• World
  • Aug 09

Kenya eliminates sleeping sickness as a public health problem

• The World Health Organisation (WHO) has validated Kenya as having eliminated Human African Trypanosomiasis (HAT) or “sleeping sickness” as a public health problem.

• As the name indicates, HAT is transmitted only on the African continent.

• Kenya became the tenth country to reach this important milestone. 

• The other countries that have reached this milestone are Benin, Chad, Ivory Coast, Equatorial Guinea, Ghana, Guinea, Rwanda, Togo and Uganda.

• HAT is the second neglected tropical disease (NTD) to be eliminated in Kenya. The country was certified free of Guinea worm disease in 2018.

• The first cases of HAT in Kenya were detected in the early 20th century. Since then, Kenya has engaged in consistent control activities, without indigenous new cases reported for over 10 years. 

• The last autochthonous case was detected in 2009, and the last two exported cases, infected in the Masai Mara National Reserve, were detected in 2012.

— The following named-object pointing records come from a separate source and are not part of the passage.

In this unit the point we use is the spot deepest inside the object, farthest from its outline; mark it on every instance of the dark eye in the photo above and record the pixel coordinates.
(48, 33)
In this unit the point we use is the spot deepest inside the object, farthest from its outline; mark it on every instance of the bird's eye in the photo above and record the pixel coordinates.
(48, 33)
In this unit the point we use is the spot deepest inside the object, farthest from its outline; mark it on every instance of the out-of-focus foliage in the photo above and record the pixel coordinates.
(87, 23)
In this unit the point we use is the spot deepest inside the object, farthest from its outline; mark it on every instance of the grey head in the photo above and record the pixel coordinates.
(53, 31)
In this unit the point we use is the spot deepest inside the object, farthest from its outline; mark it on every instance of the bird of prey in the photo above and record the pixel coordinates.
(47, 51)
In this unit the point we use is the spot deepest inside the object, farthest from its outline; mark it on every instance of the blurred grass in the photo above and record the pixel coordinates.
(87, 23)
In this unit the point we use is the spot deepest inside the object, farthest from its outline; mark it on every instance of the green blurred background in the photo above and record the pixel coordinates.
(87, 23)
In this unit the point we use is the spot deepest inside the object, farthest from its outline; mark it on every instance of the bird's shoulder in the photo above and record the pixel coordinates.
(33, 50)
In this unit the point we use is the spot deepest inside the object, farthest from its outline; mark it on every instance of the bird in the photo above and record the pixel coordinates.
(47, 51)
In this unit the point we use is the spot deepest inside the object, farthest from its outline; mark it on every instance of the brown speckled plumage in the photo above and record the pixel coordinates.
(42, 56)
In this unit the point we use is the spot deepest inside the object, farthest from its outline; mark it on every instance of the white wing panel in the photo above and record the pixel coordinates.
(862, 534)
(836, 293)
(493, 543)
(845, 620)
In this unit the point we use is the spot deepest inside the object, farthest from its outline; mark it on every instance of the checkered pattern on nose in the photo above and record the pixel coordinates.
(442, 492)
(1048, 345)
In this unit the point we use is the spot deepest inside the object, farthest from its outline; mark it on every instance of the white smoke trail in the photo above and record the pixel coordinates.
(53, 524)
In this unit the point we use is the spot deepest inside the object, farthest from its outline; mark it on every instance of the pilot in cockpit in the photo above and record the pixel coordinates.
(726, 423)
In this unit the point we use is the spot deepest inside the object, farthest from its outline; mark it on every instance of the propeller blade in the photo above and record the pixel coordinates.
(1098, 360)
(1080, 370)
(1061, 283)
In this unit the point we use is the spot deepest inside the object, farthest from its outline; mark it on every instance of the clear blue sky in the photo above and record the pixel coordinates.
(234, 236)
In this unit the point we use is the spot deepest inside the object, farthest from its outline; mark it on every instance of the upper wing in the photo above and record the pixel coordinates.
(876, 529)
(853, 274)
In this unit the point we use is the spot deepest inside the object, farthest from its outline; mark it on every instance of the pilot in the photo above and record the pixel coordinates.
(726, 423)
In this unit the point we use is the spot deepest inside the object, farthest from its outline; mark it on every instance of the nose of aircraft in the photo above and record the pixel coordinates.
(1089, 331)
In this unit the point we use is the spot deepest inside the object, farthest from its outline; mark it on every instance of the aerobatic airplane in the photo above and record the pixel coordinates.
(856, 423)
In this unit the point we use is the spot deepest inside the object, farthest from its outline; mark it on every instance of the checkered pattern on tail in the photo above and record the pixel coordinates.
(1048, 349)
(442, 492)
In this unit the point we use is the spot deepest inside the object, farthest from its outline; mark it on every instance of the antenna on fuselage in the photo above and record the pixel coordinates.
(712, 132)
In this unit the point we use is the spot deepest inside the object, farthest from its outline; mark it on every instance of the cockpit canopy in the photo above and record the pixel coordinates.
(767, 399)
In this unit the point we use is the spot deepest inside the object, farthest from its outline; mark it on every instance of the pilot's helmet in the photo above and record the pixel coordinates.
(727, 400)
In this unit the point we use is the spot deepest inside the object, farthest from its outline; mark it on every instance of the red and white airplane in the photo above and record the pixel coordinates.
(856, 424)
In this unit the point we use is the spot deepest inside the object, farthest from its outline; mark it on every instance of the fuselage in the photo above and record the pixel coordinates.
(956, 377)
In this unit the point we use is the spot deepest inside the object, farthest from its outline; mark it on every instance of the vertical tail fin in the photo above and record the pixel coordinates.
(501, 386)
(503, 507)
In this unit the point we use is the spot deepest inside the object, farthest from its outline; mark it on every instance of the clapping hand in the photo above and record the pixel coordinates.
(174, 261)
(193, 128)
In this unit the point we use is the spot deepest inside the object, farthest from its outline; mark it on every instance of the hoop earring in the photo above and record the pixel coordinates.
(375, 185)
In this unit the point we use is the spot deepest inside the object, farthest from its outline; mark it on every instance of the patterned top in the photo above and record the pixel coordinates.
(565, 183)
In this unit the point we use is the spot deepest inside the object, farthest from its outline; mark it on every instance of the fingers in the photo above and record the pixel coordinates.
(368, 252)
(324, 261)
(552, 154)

Human African Trypanosomiasis (sleeping sickness)

• Human African Trypanosomiasis (HAT), also known as sleeping sickness, is a vector-borne parasitic disease caused by the Trypanosoma parasite. 

• These parasites are passed to humans through the bite of infected tsetse flies, which get the infection from humans or animals carrying the parasites. 

• This life-threatening disease mostly affects poor rural populations, causing significant harm. Travellers to endemic regions may also be at risk of infection.

• Most exposed people live in rural areas and depend on agriculture, fishing, animal husbandry or hunting.

There are two forms of the disease: 

i) One is caused by Trypanosoma brucei gambiense, found in 24 countries in West and Central Africa, accounting for more than 92 per cent of cases. 

ii) There is another form of HAT caused by Trypanosoma brucei rhodesiense, found in 13 countries in East and Southern Africa accounting for the remaining cases.

• The rhodesiense form (r-HAT), which is found in eastern and southern Africa, was the only one present in Kenya. It is caused by Trypanosoma brucei rhodesiense and progresses rapidly, invading multiple organs including the brain. Without treatment, it is fatal within weeks.

• Sleeping sickness can cause flu-like symptoms initially but eventually causing behaviour change, confusion, sleep cycle disturbances or even coma, often leading to death. 

• Improved access to early diagnosis and treatment, as well as surveillance and response has proven that countries can control and eventually eliminate transmission. 

• In 1995, about 25,000 cases were detected, 300,000 undetected cases were estimated and 60 million people were estimated to be at risk of HAT infection. 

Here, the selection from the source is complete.